Daily Point of Light # 2882 Feb 21, 2005

In the fall of 1996 the Police Department had just graduated from its first Citizen Police academy with fifteen graduates; the Department was searching for a new police chief and was experiencing a 22% vacancy rate in its sworn-officer ranks; and a gang related killing had galvanized the community to take action. These near simultaneous occurring events proved to be the catalyst that provided the foundation to develop a very unique community policing partnership. That partnership became known as the “Citizen-assisted Policing Program”.

The program was constructed on the premise that highly trained “Citizen Police Assistants” could augment the staffing of the police department, provide law enforcement services not requiring the presence of a commissioned police officer, and most recently, assist the department in accomplishing Homeland Security initiatives. Our primary strategy was to develop and equip a citizen-assisted policing initiative, as additional “eyes and ears” to combat gang, drug abuse and violent crime activity, and to assist officers with routine tasks that can be completed by non-sworn volunteers, allowing the officer to return to active patrol.

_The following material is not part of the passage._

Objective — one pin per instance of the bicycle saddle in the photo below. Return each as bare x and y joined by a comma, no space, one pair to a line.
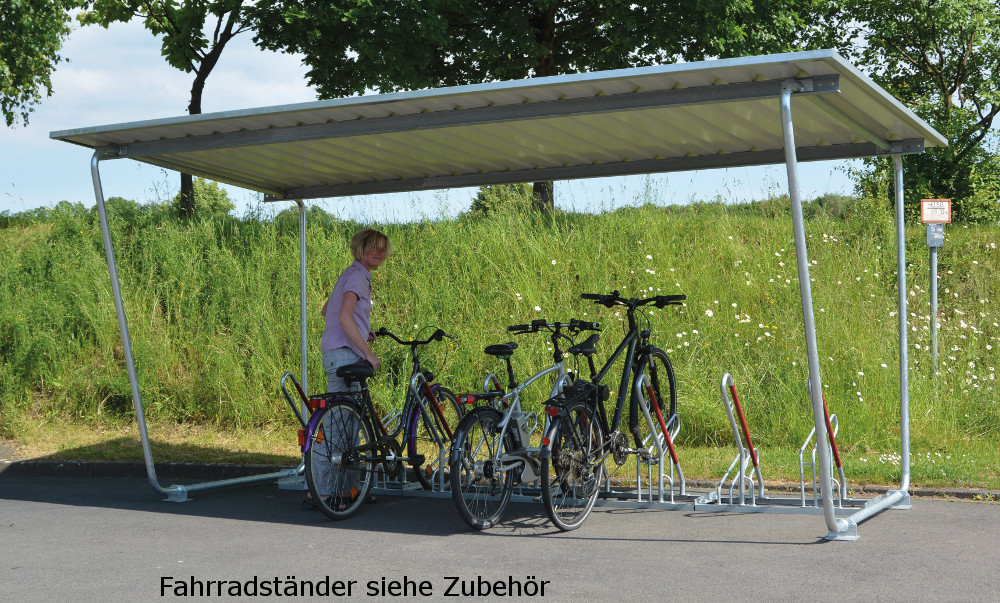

After having a fully operational Citizen-assisted Policing program in excess of seven years, we have attained our three initial project goals. We have developed (1) a responsive, long-term and meaningful partnership with the community, the members of the Citizen Assisted Policing Unit, and members of the police department; (2) the public’s awareness of the need to assist their police department and maintain an open line of communication to help in combating crime and ensuring homeland security efforts are met is present; and (3) the Citizen-Assisted Policing Unit has and continues to maximize the effectiveness and efficiency of the police department contributing trained, volunteer citizens assistance to the department.

It has taken commitment, changes in traditional structure, and limited funding to create a partnership that has made a lasting change in the way we view citizen participation in community policing and the delivery of law enforcement services. They had not solved all of our problems, but they have empowered our community to be responsive to is needs, developed a bridge of communication and understanding, and changed community perceptions of law enforcement. Our Citizen-Assisted Policing program has become a key ingredient to a tangible community policing orientation and is responsible in part for increased officer efficiency.

Dodge City, and all of its public safety partners, endorses the validity of a program of citizen-assisted policing. The City Commission passed an ordinance making the program a permanent unit of the Police Department and has funded it with a line item budget. Over fifty-five agencies, coast-to-coast, have inquired about this initiative and an Evaluation and Implementation Guide has been developed, to assist other agencies in their development of similar programming.